Recommended approach to patients with MPI
* Attempt to separate persons with illness associated with the outbreak.
* Promptly perform physical examination and basic laboratory testing to exclude other causes.
* Monitor and provide oxygen as necessary.
* Minimise unnecessary exposure to medical procedures or other potential anxiety-stimulating situations.
* Notify public health authority.
* Promptly communicate the results of the laboratory and environmental testing.
* While maintaining confidentiality, propagate the message that cases are improving.
* Acknowledge that the symptoms experienced by the patients are real.
* Explain potential contribution of anxiety to the patient's syndrome.
* Reassure the patients.
* Encourage the media to show the real scenario, not to create panic.

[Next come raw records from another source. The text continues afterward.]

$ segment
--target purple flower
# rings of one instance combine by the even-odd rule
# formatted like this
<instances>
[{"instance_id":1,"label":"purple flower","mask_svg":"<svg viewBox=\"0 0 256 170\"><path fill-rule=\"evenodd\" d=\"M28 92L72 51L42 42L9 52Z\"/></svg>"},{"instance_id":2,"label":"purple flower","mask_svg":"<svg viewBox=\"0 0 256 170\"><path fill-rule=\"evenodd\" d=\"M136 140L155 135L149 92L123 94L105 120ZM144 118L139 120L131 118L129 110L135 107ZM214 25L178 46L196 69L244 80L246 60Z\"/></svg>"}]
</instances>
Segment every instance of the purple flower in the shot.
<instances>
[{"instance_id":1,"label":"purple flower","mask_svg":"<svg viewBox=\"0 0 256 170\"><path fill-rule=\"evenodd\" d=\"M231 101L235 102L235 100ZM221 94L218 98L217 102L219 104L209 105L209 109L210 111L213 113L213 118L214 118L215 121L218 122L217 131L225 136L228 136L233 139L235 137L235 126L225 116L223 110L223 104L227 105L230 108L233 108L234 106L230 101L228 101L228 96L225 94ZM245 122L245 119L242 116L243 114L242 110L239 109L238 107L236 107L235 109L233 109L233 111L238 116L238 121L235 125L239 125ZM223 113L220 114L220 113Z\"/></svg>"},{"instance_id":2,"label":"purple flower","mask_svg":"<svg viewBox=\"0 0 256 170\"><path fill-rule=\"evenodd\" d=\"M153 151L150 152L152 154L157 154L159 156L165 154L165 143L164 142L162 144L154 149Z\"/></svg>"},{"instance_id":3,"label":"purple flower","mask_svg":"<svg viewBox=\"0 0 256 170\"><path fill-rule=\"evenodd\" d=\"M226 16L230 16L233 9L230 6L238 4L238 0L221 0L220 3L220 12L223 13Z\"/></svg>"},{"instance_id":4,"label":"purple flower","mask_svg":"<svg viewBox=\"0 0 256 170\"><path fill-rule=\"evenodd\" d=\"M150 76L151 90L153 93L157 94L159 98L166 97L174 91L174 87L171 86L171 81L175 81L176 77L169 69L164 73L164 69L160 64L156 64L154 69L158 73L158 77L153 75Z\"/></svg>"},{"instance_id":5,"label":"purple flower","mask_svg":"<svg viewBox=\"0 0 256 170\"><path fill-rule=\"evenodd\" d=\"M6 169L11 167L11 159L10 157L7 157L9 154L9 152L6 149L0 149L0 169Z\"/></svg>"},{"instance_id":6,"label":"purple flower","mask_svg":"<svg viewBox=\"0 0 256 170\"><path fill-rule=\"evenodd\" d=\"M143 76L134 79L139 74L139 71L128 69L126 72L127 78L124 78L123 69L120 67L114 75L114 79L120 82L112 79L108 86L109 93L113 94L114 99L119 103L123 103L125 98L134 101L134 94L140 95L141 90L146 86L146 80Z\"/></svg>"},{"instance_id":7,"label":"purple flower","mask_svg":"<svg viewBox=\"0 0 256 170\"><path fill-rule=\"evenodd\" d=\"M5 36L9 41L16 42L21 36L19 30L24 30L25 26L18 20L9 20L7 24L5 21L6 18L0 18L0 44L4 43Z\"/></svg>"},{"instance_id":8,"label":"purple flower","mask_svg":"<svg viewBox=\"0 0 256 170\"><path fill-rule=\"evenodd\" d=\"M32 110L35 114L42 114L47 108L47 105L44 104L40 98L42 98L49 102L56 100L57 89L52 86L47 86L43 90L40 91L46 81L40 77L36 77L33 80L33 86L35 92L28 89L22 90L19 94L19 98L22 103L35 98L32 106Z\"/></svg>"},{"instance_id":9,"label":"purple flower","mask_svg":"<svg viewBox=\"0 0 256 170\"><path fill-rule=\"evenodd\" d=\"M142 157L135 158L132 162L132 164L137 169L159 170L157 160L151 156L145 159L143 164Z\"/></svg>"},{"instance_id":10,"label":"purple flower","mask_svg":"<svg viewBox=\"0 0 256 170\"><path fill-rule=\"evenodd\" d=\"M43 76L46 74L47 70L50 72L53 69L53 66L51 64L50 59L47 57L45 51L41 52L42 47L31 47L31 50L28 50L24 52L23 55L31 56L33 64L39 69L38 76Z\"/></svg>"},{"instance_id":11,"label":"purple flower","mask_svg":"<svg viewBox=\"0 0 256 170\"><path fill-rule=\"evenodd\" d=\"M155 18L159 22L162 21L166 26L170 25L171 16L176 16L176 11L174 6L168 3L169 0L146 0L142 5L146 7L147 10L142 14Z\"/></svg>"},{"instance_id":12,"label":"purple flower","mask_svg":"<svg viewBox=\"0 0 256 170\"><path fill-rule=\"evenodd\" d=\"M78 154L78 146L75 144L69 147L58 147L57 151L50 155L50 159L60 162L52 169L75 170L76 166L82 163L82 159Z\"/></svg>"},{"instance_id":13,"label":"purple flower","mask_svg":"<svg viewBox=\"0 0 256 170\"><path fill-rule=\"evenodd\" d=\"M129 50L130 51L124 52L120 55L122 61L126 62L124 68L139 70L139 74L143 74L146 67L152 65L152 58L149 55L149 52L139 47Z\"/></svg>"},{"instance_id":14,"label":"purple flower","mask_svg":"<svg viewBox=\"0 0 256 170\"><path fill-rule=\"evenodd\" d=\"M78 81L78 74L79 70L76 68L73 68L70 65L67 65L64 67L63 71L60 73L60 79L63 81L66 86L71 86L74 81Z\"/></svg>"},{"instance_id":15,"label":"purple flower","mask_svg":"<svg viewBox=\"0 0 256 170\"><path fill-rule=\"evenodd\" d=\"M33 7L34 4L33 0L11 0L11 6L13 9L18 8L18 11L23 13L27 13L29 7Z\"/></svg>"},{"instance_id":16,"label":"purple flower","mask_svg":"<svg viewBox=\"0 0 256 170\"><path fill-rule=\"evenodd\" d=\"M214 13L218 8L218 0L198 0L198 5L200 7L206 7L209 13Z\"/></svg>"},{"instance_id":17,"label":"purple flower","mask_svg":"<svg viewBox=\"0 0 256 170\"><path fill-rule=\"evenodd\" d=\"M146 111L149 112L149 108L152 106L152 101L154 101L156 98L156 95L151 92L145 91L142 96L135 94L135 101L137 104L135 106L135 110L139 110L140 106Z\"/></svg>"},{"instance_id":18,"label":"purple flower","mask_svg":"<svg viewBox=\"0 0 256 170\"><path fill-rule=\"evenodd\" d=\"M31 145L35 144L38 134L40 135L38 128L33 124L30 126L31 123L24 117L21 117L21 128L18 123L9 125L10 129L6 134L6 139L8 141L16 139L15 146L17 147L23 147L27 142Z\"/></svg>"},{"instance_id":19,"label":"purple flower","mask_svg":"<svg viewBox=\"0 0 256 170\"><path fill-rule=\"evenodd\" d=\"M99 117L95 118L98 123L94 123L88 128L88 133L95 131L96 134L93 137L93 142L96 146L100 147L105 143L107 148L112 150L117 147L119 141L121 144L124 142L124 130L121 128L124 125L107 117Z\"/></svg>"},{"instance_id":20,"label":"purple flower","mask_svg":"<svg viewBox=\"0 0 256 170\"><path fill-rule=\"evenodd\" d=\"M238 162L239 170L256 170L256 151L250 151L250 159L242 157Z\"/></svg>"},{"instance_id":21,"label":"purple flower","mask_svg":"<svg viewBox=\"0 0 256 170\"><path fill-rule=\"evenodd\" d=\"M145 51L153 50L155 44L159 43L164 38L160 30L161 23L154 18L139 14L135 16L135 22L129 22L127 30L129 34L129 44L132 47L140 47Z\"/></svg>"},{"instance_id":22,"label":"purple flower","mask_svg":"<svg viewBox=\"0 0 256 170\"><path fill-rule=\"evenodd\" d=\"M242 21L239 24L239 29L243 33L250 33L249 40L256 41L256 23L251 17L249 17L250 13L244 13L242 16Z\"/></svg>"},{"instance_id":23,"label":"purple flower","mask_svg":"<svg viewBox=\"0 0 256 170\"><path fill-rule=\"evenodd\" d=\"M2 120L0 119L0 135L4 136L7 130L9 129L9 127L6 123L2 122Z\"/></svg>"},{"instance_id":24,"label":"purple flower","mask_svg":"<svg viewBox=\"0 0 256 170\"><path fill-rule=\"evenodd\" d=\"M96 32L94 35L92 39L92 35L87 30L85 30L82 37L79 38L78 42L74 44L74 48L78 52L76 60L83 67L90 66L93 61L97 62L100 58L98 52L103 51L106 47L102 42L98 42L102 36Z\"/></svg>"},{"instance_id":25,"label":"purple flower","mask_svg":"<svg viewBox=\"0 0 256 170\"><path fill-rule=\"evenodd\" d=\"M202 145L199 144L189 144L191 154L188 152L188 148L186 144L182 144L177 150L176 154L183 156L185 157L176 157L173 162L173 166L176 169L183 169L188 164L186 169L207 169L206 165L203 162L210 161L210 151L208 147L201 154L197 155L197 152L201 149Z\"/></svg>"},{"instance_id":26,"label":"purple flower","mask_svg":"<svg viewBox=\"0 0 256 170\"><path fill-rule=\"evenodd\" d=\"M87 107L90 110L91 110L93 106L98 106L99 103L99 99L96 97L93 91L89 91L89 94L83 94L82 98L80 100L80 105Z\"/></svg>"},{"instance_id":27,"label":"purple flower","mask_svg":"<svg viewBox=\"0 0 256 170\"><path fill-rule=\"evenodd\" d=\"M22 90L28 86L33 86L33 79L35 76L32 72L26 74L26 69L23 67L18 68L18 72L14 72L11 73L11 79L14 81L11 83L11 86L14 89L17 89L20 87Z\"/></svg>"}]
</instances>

* Create social awareness.
In a previous era, spirits and demons oppressed us. Although they have been replaced by our contemporary concern about the fear of invisible viruses, chemicals, toxins, the fears of social origin remain the same. Mass Psychogenic Illness is a social disorder, the outcome of deprivation, social norms and taboos, faulty child-rearing practices, rigid religious and cultural beliefs which manifest themselves as psychogenic expressions which can only be dealt with by appropriate social behaviour, media campaign and mass awareness, to prevent further onslaught in our society.
(I gratefully acknowledge the valuable suggestions of my friend Dr Abdullah Al Mamun, Head, Department of Psychiatry, DMCH).
Dr Zulfiquer Ahmed Amin is a physician, and a specialist in Public Health Administration and Health Economics.